Бруно молча трудился над карбюратором. Винты сидели словно приваренные и не желали поддаваться. Пронзительно проскрежетав по металлу, отвертка вдруг вырвалась у него из рук и упала на пол. А тут еще Бруно ободрал палец об острый край и с искаженным от боли лицом принялся высасывать кровь. Гехт так и взвился. Глаза его метали искры. Он с трудом удержался от оплеухи, поднял отвертку с пола и уставился на нее.
— Согнул, чертов болван! Любой осел сообразил бы, что для карбюратора эта отвертка не потянет.
Он швырнул отвертку на верстак, где уже лежал насос, достал из кармана спецовки другую и двумя-тремя энергичными движениями открыл карбюратор.
— Вот как надо, — буркнул он, — сто раз я тебе показывал, но тебе один черт — показывай не показывай. Тебе бы дерьмо возить, там небось ничего не испортишь.
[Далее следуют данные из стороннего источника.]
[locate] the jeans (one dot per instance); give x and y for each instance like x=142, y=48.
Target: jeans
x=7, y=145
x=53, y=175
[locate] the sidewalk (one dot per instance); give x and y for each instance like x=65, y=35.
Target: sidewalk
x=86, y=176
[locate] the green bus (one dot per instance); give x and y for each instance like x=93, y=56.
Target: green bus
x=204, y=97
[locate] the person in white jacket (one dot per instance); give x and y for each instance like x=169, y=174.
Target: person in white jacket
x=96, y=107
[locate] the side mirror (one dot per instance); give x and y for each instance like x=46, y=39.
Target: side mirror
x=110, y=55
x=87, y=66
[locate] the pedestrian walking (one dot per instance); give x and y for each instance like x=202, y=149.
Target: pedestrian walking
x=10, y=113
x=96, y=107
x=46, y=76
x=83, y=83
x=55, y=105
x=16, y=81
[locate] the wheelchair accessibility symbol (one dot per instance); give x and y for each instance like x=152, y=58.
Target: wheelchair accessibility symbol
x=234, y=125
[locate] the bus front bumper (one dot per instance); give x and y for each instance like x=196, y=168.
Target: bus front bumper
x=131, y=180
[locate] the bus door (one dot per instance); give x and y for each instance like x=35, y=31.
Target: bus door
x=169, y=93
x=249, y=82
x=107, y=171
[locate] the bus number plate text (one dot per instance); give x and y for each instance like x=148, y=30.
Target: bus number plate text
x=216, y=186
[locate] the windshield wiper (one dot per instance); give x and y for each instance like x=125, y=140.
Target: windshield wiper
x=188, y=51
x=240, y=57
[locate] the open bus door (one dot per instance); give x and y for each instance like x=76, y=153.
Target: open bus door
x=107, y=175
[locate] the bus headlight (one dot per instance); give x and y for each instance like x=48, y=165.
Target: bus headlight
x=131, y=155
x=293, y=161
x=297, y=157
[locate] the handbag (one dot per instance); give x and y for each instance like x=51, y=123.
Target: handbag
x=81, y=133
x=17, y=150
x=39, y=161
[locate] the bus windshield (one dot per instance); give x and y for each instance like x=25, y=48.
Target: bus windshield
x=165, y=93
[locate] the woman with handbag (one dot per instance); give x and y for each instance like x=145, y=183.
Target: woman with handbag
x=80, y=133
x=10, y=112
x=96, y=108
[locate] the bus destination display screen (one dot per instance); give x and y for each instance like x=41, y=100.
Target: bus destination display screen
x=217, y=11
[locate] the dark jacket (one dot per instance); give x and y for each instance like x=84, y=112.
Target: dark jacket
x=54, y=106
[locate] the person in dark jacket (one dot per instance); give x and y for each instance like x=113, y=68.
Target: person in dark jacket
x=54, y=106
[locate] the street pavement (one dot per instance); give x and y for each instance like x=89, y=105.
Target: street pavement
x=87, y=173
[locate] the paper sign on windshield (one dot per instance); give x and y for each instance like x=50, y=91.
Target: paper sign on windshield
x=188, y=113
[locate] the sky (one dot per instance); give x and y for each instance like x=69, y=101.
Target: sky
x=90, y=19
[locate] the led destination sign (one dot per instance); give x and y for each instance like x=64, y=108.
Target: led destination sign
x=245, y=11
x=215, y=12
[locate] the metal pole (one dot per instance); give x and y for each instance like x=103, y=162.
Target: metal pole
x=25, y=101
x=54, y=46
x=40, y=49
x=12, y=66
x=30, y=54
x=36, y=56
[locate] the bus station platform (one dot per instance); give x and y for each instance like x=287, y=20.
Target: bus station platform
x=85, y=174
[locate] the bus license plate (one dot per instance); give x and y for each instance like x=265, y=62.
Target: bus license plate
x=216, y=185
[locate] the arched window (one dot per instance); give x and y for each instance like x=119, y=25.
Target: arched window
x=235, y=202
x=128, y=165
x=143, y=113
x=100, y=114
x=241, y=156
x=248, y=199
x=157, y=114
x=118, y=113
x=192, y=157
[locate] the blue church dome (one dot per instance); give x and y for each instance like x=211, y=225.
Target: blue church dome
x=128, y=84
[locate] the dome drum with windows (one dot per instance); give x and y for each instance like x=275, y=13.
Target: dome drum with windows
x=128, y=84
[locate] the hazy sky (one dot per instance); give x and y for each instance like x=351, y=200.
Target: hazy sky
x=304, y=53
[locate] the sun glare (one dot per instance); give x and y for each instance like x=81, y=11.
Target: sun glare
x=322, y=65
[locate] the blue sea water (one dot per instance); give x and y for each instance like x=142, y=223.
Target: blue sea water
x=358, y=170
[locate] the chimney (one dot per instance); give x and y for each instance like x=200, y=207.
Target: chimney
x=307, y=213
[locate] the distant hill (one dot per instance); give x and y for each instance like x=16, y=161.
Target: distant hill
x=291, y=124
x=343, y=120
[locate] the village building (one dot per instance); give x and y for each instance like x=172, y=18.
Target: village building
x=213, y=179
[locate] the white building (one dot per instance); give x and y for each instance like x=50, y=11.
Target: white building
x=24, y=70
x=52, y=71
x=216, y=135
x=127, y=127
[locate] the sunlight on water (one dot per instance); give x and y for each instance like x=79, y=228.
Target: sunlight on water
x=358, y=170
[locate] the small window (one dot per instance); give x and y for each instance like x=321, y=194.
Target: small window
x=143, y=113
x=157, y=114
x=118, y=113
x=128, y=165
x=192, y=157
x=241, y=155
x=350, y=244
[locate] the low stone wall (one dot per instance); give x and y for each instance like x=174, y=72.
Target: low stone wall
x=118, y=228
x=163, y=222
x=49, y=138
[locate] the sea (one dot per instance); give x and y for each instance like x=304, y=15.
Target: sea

Бруно стоял, как мокрый пудель, сгорбившись и беспомощно свесив руки. Красное от стыда лицо являло собой смесь испуга и упрямства. Вдруг громко, из глубины души вырвались рыдания, прозвучавшие как хрип загнанной лошади, после чего Бруно опрометью бросился из мастерской. Слесари молча склонились над своей работой, хотя руки их не двигались. Крейцер заметил, что всем им как-то не по себе, да и сам он не мог отделаться от тягостного чувства, что при его молчаливом попустительстве издевались над беззащитным человеком. Гехт сделал нарочито беззаботное лицо, словно ничего не произошло. Едва за Бруно захлопнулась дверь, он пожал плечами и вернулся к прерванной работе. Сунул голову под капот машины, и слышно было, как он усиленно шурует отвертками внутри, насвистывая при этом фальшиво и негромко.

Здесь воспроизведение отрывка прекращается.